Thursday, March 10, 2011

An Open Letter to the Arab Street

Benjamin Kerstein
jewishideasdaily.com
09 March '11

First and foremost, congratulations. Even from our vantage point on the other side of a seemingly unbridgeable divide between our peoples, the extraordinary nature of what you have accomplished in recent weeks is obvious. The eventual outcome of your revolutions in Tunisia, Egypt, Libya, and elsewhere is clearly still in question, but there is no doubt that by your actions you have changed the Middle East, possibly forever.

From our point of view, two very ironic things have emerged from what you have done. The first is that, contrary to the widely held belief that the Israel-Palestinian conflict is the main reason for the "anger" of the Arab street, and the great impediment to political reform in the region, Israel's name has been all but absent from your demonstrations and protests. This, in and of itself, is a hopeful sign. The second is that Israel's own reaction to these events, despite their great promise, has been an ambivalent one.

The reason for our generally cautious and skeptical approach to your revolution is simple: we do not know if it is real or not. At this point, it is quite possible that you do not know, either. But if it is indeed real, and if it is here to stay, safe from the forces of reaction religious or secular, then there is no doubt that you will soon face an extraordinary opportunity. Through your silence on the subject, you yourselves have signaled that Israel is not, after all, the major obstacle to progress in your region. But the war against Israel certainly has been. You now have a chance to rid yourselves of that obstacle once and for all.

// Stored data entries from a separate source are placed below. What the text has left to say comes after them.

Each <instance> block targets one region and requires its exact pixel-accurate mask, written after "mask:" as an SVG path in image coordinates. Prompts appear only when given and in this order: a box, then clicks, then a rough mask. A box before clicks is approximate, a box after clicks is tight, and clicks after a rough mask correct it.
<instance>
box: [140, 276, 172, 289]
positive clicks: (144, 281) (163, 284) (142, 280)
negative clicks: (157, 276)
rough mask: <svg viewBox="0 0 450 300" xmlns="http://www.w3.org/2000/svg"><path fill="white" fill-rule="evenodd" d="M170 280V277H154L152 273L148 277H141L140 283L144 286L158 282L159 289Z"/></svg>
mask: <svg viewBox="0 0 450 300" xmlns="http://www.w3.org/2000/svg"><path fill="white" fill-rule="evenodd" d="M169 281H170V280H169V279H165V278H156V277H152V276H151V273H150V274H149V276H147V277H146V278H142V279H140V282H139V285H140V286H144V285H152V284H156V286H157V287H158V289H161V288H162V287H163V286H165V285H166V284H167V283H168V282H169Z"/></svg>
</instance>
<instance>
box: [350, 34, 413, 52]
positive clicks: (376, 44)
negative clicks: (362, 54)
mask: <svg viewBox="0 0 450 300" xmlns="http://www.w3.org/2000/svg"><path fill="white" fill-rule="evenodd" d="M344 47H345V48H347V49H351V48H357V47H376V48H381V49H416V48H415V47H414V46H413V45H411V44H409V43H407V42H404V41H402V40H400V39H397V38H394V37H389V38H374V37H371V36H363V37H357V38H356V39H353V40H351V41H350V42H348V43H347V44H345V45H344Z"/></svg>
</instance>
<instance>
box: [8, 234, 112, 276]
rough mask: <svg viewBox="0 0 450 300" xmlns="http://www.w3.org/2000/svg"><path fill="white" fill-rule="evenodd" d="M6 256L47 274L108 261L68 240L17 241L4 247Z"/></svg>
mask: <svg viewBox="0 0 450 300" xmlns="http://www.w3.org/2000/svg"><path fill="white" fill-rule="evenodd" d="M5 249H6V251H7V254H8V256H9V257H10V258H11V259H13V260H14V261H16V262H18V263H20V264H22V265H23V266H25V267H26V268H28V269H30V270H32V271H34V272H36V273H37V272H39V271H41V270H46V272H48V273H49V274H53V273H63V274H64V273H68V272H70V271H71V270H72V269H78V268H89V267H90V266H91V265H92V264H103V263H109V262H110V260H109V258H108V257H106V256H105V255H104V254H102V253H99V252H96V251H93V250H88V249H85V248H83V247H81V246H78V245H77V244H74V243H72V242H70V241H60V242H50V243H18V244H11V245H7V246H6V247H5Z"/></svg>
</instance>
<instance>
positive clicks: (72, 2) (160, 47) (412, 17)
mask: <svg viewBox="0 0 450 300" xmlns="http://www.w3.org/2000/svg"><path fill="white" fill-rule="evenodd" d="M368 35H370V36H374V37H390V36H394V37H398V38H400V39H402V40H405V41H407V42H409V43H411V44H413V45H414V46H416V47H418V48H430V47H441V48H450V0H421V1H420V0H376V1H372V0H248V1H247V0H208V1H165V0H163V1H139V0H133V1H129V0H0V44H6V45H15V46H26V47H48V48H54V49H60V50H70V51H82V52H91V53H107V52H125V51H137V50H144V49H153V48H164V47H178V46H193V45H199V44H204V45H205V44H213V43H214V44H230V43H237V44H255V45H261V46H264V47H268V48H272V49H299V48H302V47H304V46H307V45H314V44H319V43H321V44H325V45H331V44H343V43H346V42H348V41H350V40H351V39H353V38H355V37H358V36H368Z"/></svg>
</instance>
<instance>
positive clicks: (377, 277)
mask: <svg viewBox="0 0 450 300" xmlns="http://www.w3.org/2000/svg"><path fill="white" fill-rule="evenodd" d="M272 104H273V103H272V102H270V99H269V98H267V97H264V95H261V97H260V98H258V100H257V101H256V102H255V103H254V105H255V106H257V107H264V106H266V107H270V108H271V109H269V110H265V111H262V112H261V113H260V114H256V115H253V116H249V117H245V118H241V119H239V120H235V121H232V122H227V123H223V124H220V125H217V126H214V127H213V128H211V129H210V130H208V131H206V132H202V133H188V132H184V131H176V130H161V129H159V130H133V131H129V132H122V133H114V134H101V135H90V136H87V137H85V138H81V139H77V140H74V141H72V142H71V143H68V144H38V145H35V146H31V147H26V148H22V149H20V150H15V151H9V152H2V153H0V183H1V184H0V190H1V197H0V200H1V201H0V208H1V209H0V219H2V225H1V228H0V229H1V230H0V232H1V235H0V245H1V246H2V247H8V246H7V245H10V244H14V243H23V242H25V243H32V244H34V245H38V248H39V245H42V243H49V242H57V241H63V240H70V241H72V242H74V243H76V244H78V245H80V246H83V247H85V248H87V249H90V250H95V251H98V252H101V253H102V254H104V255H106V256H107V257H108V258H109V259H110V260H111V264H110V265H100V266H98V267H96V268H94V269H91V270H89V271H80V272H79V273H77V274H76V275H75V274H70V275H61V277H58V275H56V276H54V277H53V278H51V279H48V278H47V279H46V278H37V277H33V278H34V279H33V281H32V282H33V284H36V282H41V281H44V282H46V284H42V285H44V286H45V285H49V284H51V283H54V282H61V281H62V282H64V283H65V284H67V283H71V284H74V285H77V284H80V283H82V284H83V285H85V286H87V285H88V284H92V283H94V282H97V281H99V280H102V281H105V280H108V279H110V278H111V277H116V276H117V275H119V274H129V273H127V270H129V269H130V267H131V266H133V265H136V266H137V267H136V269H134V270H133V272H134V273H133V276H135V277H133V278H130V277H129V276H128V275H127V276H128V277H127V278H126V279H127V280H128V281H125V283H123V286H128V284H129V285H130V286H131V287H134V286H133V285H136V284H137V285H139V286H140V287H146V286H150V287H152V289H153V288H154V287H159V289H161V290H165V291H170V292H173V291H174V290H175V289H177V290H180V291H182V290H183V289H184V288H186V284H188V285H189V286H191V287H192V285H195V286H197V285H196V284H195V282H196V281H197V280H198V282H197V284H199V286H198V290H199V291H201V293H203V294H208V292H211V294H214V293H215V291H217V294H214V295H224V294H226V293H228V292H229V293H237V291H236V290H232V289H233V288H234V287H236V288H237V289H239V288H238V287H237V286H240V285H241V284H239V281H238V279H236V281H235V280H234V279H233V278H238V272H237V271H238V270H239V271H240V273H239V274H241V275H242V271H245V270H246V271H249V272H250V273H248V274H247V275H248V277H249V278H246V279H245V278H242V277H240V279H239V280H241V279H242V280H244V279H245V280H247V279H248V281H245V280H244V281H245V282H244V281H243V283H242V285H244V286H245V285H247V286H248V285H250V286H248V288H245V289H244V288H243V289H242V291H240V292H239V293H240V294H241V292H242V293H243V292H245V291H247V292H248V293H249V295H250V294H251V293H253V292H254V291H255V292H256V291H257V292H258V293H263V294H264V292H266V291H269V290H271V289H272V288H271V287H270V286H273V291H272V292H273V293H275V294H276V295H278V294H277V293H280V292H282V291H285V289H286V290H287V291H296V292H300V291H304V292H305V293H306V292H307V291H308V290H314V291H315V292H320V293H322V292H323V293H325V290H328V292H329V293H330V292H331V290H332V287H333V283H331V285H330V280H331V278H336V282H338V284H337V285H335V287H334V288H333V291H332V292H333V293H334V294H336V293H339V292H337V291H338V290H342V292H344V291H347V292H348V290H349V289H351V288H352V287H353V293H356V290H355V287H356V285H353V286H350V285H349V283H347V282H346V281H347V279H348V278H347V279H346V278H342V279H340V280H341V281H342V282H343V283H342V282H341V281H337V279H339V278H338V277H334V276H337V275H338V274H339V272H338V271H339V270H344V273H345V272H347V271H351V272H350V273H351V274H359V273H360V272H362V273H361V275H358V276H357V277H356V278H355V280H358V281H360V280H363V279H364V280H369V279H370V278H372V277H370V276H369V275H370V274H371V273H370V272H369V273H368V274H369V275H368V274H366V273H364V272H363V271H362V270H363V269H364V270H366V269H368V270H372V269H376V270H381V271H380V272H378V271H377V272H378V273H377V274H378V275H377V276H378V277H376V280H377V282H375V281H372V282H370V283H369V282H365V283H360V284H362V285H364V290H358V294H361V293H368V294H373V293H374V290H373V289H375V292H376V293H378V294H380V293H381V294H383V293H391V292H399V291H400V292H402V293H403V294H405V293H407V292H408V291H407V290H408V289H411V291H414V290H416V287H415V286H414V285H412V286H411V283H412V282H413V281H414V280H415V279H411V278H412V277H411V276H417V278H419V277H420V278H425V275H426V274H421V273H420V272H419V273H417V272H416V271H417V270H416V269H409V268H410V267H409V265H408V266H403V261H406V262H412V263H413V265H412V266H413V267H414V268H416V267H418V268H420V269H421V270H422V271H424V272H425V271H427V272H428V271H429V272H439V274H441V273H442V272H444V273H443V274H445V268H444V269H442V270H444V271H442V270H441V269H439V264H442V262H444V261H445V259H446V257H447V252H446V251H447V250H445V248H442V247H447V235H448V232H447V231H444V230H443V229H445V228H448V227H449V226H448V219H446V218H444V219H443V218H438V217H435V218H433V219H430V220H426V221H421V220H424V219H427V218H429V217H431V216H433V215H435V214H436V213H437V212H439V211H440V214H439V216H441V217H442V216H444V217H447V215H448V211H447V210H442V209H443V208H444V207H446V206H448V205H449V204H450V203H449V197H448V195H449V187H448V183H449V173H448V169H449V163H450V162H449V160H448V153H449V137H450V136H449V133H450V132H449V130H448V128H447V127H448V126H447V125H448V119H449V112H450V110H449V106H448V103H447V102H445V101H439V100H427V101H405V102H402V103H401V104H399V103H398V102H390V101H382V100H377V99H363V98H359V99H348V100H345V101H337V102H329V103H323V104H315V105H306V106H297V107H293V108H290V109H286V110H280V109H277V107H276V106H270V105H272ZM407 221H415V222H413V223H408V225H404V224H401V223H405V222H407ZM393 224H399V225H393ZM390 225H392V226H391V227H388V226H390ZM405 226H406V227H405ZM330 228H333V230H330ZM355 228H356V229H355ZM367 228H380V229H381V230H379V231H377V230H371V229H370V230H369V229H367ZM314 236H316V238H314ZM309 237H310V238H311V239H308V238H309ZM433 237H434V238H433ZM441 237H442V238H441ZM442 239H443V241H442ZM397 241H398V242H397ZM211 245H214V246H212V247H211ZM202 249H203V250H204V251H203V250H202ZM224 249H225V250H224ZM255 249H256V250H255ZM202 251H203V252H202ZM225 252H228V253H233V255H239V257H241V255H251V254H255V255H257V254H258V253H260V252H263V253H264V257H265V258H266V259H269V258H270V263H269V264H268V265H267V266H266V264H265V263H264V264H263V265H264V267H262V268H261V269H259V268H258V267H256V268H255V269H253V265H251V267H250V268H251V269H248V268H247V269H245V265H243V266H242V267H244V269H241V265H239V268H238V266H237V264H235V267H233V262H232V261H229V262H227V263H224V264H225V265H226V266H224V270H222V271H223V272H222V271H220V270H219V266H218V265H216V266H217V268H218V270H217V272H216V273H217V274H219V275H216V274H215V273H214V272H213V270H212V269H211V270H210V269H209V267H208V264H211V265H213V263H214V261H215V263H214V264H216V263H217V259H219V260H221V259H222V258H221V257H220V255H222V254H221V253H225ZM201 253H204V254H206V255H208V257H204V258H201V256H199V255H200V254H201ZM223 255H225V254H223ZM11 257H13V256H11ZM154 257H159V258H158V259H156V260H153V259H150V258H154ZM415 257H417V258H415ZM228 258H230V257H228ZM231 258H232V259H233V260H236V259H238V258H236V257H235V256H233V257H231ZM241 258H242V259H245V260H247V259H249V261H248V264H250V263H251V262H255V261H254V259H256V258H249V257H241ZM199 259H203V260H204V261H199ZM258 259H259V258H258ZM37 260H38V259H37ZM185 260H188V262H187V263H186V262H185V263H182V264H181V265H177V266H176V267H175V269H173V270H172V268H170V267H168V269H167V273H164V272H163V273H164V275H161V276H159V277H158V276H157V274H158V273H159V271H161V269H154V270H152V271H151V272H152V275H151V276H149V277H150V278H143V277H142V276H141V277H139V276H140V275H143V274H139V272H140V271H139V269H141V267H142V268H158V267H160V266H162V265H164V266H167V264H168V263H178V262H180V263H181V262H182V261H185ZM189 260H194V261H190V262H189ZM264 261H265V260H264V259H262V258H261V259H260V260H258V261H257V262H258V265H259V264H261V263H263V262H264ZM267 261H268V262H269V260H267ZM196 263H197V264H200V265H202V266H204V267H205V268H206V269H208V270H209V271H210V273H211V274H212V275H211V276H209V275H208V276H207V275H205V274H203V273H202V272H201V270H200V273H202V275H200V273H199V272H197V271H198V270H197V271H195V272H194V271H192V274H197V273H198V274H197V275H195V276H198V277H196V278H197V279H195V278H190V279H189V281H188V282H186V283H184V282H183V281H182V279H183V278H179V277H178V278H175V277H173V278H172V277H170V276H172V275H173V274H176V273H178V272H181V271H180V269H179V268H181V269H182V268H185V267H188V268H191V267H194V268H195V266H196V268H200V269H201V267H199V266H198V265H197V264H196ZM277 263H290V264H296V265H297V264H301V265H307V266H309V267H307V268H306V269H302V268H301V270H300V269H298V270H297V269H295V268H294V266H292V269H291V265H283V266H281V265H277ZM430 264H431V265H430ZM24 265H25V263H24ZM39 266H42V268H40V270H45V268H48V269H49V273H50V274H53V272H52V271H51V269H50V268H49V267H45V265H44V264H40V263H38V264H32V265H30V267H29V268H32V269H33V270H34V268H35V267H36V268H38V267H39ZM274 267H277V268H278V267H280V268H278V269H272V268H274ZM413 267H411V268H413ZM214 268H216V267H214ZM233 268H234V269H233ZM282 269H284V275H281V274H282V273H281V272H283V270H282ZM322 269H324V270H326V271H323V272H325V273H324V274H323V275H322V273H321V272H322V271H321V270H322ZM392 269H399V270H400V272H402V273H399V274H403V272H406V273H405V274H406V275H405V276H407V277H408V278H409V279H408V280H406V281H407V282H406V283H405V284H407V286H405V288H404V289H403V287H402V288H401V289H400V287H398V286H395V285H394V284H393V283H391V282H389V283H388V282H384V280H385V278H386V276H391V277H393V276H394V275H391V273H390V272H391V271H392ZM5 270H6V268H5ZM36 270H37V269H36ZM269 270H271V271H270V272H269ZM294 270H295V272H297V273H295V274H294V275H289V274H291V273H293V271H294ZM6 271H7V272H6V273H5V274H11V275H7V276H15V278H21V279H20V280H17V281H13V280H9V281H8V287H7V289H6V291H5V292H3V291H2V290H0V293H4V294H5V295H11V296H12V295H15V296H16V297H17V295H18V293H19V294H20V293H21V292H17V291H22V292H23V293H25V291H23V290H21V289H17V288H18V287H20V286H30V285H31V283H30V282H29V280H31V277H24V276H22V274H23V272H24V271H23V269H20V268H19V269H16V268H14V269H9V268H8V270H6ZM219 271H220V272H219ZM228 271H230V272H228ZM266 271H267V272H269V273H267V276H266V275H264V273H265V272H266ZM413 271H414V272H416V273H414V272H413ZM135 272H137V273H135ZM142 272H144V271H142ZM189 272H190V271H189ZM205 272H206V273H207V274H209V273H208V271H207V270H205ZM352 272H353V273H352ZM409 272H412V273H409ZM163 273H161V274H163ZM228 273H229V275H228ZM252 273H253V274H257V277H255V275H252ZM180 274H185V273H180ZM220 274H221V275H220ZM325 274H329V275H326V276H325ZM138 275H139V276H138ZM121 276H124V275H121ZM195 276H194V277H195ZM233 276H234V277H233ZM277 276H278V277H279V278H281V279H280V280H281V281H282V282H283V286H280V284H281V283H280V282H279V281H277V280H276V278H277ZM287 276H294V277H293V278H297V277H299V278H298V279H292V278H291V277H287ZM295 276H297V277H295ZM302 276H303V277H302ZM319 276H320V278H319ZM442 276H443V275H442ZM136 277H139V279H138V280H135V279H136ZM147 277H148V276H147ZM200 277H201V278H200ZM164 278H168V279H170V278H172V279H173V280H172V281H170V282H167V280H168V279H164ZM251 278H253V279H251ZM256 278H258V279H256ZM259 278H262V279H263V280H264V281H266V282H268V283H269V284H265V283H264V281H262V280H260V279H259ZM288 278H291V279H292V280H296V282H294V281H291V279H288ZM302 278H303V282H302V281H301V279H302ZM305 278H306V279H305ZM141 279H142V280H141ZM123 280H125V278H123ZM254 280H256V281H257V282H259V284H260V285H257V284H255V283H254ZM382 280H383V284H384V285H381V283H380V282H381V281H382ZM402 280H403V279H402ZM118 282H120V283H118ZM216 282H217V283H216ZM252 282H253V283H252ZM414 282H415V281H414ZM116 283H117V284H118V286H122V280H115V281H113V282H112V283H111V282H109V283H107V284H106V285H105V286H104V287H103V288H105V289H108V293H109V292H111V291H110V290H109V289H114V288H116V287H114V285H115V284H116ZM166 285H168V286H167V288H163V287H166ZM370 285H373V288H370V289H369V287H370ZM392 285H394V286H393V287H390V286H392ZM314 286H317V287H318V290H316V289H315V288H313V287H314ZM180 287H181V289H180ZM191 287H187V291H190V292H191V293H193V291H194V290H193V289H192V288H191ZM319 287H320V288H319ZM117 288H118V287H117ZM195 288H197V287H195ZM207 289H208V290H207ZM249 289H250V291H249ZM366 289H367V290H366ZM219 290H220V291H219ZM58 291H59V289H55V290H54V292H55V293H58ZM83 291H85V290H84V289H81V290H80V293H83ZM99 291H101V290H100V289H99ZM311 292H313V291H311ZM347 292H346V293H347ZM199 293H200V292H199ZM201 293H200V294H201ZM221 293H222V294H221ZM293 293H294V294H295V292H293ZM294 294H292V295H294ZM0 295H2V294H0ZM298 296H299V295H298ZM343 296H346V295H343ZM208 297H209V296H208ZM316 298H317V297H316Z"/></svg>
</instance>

These days, amid the endless discussions about how much or how little Israel will or should concede in order to achieve peace, it is easy to forget that the Arab-Israeli conflict was, in fact, an Arab creation—in particular, a creation of the leaders you are now in the process of shrugging off. None of the wars between us, let alone the hundred-year war waged by the Arab world against Zionism, had to happen. They were wars of choice. Had your predecessors acknowledged our rights from the beginning and found some way to accommodate Zionism geographically and politically, we might have avoided a century of conflict. The cost of not doing so has been extremely high for both of us.